This post is the third, and final, in a series of posts on mathematical camera representation.  The following are links to the earlier two entries in this series:

This post builds upon the model built up in these previous two posts by adding two final concepts:  the ability to handle non-square pixels in an image and the ability to handle skewed images.

For the rest of this discussion, the form of the solution for finding the projection matrix will remain the same as in Part 2.  That is, the $3 \times 4$ projection matrix $\mathbf{P}$ can be found by incorporating the $3 \times 3$ camera rotation matrix $\mathbf{R}$, the 3-vector $\mathbf{t}$, and the $3 \times 3$ upper-triangular intrinsic camera parameter matrix $\mathbf{K}$ as

$\mathbf{P}= \mathbf{K} \left[ \mathbf{R} | \mathbf{t} \right]$.

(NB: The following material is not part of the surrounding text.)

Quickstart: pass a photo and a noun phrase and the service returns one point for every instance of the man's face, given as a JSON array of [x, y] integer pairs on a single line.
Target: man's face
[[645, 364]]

The intrinsic camera parameter matrix $\mathbf{K}$ defined in the Part 2 will be updated to take into account non-square pixels and skew.  It hopefully makes sense that $\mathbf{K}$ is where these changes take place since pixel dimensions and image skew are intrinsic to the camera and do not relate to the camera's extrinsic location in the world.

## Non-Square Pixels

Most digital cameras have rectangular pixels.  Because the pixels are rectangular, the camera model must scale the image by different amounts along the x- and y-axes.  We now update the definition of the intrinsic camera parameter matrix $\mathbf{K}$ to be defined as:

$\mathbf{K}= \left[ \begin{array}{ccc} \alpha_x & 0 & x_0\\ 0 & \alpha_y & y_0\\ 0 & 0 & 1 \end{array} \right]$.

Here, $\alpha_x= f m_x$ and $\alpha_y= f m_y$ where $m_x$ is the number of pixels per unit distance in x and $m_y$ is the number of pixels per unit distance in y.  The principal point $(x_0, y_0)$ is now measured in terms of pixels.

## Skew

The final parameter we will add to our model is the skew parameter s.  The skew parameter models how the x- and y-axes are aligned in the image plane.  In most cases, the axes are perpendicular and $s=0$.  If the x- and y-axes are not perpendicular, then $s \neq 0$.

Incorporating the skew parameter into the intrinsic camera parameter matrix, we get

$\mathbf{K}= \left[ \begin{array}{ccc} \alpha_x & s & x_0\\ 0 & \alpha_y & y_0\\ 0 & 0 & 1 \end{array} \right]$.

## Final Note on Degrees of Freedom

The camera projection matrix $\mathbf{P}$ is a homogenous transform, which means that two projection matrices are equivalent if the only difference between them is a non-zero scaling coefficient.  That is, $\mathbf{P}_1= \mathbf{P}_2$ if $\mathbf{P}_2= c \mathbf{P}_1$ where c is a non-zero constant.  Practically, this means that a projection matrix has 11 degrees of freedom despite being a 12-item matrix.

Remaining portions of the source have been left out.